Inspiration

AI coding assistants made writing code dramatically faster, but code review never got faster to match. Claude Code commits on GitHub went from near-zero to 120,000+ per day in under a year. The humans reviewing that code are now the bottleneck.

Today's AI reviewers (CodeRabbit, Greptile, Qodo) are additive: they give you more to read. They add comments on top of the diff. They don't tell you where to look, and their severity scores are model opinions you're asked to trust blindly.

We wanted a tool that was subtractive — one that removes the safe 80% from your reading load rather than piling on. Cairn is that tool.

What We Built

Cairn is a deterministic attention router for AI-generated diffs. When a PR opens, Cairn:

  1. Scores every hunk using auditable, deterministic Python signals — sensitive path, hunk size, coverage on changed lines, blast radius (caller count). Same diff → same score, every run, every reviewer.
  2. Searches semantic memory of past reviewer outcomes (right / wrong / critical) and adjusts severity asymmetrically: a past critical in the same region boosts the score hard and stickily; a past "wrong" flag lowers it weakly and decayably.
  3. Narrates the top-N risky hunks via a single LLM call (routed through Backboard to Cerebras): Did / Why / Risk / Check — soft hints, not ground truth.
  4. Posts a ranked summary directly in the PR comment: 🔴 review these, 🟡 maybe glance, 🟢 199 hunks checked — safe to skim. Inline annotations land only on 🔴/🟡, so GitHub's comment-nav hops red-to-red.

The core design principle: the model narrates, deterministic code ranks. The score line is never a model opinion.
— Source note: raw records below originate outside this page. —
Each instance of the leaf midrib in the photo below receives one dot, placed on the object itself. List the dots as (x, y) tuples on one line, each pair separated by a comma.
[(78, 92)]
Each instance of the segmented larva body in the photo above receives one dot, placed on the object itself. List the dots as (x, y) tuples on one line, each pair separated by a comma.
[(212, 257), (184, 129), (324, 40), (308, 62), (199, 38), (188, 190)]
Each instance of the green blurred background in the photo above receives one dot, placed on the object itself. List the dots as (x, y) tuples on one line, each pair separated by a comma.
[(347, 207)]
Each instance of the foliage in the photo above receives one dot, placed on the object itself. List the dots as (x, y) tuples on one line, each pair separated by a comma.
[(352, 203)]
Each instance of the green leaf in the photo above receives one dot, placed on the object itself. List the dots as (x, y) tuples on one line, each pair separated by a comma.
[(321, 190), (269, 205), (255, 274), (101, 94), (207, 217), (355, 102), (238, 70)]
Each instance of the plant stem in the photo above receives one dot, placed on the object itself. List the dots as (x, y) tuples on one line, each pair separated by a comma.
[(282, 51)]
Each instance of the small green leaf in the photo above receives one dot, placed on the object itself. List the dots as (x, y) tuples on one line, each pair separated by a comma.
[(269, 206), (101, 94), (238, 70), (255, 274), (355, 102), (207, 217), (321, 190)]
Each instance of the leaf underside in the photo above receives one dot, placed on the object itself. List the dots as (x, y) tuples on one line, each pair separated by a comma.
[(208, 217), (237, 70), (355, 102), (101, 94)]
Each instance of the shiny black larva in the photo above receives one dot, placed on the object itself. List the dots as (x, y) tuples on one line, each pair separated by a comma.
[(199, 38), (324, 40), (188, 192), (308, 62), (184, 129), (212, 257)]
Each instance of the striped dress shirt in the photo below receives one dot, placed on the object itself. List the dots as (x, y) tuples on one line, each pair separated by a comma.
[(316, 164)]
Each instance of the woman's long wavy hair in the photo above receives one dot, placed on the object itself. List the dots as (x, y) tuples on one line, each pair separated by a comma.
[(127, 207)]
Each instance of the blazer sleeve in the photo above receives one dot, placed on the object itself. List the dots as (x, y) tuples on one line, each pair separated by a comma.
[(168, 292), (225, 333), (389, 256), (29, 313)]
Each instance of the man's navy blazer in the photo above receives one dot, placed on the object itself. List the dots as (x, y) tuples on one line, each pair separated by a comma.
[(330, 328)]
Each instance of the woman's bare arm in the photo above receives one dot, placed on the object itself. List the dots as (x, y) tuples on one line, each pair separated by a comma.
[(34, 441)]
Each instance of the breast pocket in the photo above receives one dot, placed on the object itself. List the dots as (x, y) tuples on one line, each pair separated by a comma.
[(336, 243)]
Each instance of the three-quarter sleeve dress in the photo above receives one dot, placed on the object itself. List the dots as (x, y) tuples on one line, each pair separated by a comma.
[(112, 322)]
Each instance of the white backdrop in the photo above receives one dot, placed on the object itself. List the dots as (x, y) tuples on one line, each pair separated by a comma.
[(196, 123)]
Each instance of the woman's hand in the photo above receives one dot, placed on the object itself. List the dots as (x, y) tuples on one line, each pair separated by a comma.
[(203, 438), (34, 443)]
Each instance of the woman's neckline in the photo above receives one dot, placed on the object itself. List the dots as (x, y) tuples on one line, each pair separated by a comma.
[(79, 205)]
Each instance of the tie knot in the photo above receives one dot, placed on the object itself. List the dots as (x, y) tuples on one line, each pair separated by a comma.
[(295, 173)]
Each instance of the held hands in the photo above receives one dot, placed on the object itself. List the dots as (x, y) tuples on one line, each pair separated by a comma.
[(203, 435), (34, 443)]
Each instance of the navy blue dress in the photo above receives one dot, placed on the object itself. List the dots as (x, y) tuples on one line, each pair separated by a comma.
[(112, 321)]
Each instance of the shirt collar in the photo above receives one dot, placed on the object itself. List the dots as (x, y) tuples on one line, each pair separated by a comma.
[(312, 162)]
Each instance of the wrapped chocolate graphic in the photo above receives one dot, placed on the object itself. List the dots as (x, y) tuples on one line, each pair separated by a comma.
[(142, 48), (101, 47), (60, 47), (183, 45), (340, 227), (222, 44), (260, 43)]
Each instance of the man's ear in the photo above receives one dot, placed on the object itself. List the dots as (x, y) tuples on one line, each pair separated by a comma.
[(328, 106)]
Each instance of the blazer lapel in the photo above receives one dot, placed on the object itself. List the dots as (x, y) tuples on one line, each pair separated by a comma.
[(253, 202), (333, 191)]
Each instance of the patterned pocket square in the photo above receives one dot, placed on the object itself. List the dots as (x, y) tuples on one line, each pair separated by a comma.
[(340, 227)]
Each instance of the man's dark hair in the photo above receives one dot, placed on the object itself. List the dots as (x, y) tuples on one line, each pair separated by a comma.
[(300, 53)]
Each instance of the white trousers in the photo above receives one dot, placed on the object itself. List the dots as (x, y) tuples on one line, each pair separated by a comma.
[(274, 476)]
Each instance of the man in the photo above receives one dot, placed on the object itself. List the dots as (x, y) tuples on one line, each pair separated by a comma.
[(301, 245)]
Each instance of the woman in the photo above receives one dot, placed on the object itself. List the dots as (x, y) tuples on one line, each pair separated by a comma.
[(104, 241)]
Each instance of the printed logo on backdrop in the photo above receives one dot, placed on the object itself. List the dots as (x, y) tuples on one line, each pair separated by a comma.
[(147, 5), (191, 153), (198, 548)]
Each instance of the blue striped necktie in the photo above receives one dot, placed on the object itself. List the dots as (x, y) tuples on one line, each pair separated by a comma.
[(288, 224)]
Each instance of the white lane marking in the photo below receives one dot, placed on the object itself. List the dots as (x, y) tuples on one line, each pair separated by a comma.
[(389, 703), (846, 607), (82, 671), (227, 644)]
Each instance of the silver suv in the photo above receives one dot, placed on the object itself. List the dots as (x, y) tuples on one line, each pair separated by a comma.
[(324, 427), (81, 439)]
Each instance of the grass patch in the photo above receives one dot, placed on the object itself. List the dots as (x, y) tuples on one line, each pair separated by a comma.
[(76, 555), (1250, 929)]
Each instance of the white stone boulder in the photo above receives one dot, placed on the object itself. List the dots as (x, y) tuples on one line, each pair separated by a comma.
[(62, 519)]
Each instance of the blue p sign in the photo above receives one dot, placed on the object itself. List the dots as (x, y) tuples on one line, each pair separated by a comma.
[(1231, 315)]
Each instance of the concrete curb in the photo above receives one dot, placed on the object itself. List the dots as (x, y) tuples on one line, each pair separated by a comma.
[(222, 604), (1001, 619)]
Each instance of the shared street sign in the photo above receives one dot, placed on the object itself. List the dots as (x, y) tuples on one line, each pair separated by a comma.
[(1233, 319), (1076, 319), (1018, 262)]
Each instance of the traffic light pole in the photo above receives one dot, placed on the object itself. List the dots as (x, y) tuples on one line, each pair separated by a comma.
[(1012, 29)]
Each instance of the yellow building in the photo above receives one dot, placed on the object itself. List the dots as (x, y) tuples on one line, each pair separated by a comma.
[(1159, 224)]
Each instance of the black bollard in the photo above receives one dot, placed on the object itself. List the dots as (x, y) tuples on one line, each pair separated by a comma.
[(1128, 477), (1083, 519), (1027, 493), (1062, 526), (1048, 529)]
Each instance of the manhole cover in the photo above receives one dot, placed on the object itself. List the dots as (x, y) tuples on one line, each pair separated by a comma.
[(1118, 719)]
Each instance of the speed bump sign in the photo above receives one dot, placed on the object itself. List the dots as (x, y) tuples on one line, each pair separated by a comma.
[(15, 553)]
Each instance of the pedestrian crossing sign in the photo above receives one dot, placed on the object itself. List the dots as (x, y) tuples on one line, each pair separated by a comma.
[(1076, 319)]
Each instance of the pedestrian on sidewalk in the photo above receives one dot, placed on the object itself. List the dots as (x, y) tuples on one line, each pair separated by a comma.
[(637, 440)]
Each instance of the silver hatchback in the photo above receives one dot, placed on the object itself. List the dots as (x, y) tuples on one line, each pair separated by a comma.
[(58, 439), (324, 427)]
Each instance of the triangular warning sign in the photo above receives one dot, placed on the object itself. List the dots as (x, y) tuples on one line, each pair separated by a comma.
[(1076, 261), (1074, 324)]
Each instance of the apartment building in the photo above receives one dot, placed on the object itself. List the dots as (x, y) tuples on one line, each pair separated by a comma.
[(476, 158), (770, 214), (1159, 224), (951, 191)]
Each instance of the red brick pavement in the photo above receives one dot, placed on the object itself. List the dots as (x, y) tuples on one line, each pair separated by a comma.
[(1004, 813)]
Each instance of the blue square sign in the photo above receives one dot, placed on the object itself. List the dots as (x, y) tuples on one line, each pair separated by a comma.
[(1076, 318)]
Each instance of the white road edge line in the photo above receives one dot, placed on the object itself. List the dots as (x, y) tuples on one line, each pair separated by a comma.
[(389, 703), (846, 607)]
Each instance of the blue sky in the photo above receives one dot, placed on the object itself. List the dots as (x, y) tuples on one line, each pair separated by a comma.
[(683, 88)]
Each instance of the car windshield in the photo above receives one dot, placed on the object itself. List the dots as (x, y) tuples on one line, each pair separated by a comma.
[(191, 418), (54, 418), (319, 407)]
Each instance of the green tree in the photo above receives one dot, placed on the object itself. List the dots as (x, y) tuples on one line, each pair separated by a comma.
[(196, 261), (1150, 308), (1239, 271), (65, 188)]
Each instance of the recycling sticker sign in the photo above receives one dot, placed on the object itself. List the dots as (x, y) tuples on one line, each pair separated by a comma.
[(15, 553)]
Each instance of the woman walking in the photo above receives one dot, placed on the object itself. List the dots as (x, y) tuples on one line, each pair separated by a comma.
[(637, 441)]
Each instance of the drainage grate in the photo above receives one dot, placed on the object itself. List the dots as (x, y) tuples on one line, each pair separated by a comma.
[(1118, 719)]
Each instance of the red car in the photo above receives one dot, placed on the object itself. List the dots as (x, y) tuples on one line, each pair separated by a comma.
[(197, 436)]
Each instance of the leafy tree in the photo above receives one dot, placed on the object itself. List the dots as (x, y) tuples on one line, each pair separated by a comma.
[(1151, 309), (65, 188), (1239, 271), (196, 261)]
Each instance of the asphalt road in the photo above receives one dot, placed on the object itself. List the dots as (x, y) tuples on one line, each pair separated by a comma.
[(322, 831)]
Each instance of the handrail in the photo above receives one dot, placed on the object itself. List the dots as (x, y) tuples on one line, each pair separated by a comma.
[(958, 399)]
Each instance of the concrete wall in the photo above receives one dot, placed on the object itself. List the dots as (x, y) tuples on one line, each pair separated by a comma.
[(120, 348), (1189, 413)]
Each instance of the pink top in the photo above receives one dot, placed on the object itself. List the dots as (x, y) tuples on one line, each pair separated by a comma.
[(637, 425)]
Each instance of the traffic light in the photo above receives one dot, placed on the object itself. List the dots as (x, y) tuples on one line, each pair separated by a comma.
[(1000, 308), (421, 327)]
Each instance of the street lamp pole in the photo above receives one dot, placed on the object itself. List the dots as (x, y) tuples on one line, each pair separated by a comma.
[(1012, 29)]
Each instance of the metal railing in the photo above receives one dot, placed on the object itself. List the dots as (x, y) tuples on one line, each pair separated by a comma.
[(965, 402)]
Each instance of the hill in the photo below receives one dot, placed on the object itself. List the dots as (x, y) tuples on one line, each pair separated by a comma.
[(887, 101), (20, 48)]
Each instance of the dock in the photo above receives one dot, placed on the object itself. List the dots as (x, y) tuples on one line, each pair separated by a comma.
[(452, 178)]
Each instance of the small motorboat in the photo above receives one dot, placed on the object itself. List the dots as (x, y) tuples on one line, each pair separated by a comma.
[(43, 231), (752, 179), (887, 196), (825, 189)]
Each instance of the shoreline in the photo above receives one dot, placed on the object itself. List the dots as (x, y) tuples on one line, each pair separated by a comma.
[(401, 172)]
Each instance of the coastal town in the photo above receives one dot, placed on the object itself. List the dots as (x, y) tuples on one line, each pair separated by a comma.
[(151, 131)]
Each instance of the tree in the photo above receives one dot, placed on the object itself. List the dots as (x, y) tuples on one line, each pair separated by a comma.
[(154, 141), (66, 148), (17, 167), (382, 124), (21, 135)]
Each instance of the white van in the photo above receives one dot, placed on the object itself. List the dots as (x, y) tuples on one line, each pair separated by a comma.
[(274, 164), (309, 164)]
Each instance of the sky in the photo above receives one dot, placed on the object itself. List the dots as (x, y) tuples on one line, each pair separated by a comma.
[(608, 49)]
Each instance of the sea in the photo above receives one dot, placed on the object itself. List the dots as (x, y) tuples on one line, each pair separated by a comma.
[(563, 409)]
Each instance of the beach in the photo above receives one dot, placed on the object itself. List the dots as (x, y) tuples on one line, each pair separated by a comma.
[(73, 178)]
We also shipped a React dashboard that renders the same Postgres rows — ranked PR view, per-hunk deep-dive, memory browser, and a live re-rank toggle (memory ON vs OFF) that shows the self-improvement curve in real time.

How We Built It

  • FastAPI backend runs the deterministic scorer in-process, handles GitHub App webhooks, orchestrates narration, and exposes read + re-rank endpoints for the webapp.
  • Backboard hosts two split assistants: cairn-narrator (Cerebras-routed LLM, Did/Why/Risk/Check) and cairn-memory (semantic memory only — stores outcome strings, searches on next PR).
  • PostgreSQL is the single source of truth for repos, PRs, hunks, outcomes, and rules.
  • GitHub App + webhook (not Actions) — an always-on server catches events, posts as Cairn, and handles reply-to-annotation threading for per-hunk Q&A inside GitHub itself.
  • React + Vite frontend reads the same Postgres rows the webhook pipeline writes — consistency by construction.

Challenges

The hardest design call was keeping severity deterministic. Every instinct says "just ask the LLM to rate it" — it's one line of code. But LLM self-rated severity is uncalibrated, drifts with prompt and temperature, can't be systematically improved, and collapses Cairn into the same "trust our model" bucket our competitors already occupy. We held the line: auditable signals only in the score, LLM only in the narration.

The memory loop required careful asymmetry. A false positive ("wrong" flag) should decay quickly so the scorer doesn't go blind. A missed critical should boost hard and stick. Getting that calibration to actually move recall@20% — our north-star metric — took iteration.

Per-hunk Q&A entirely inside GitHub via reply-to-annotation threading was a surprise architectural win. No context switch, no webapp login, no re-rendering the diff — the reviewer replies to a Cairn comment and gets an answer in-thread.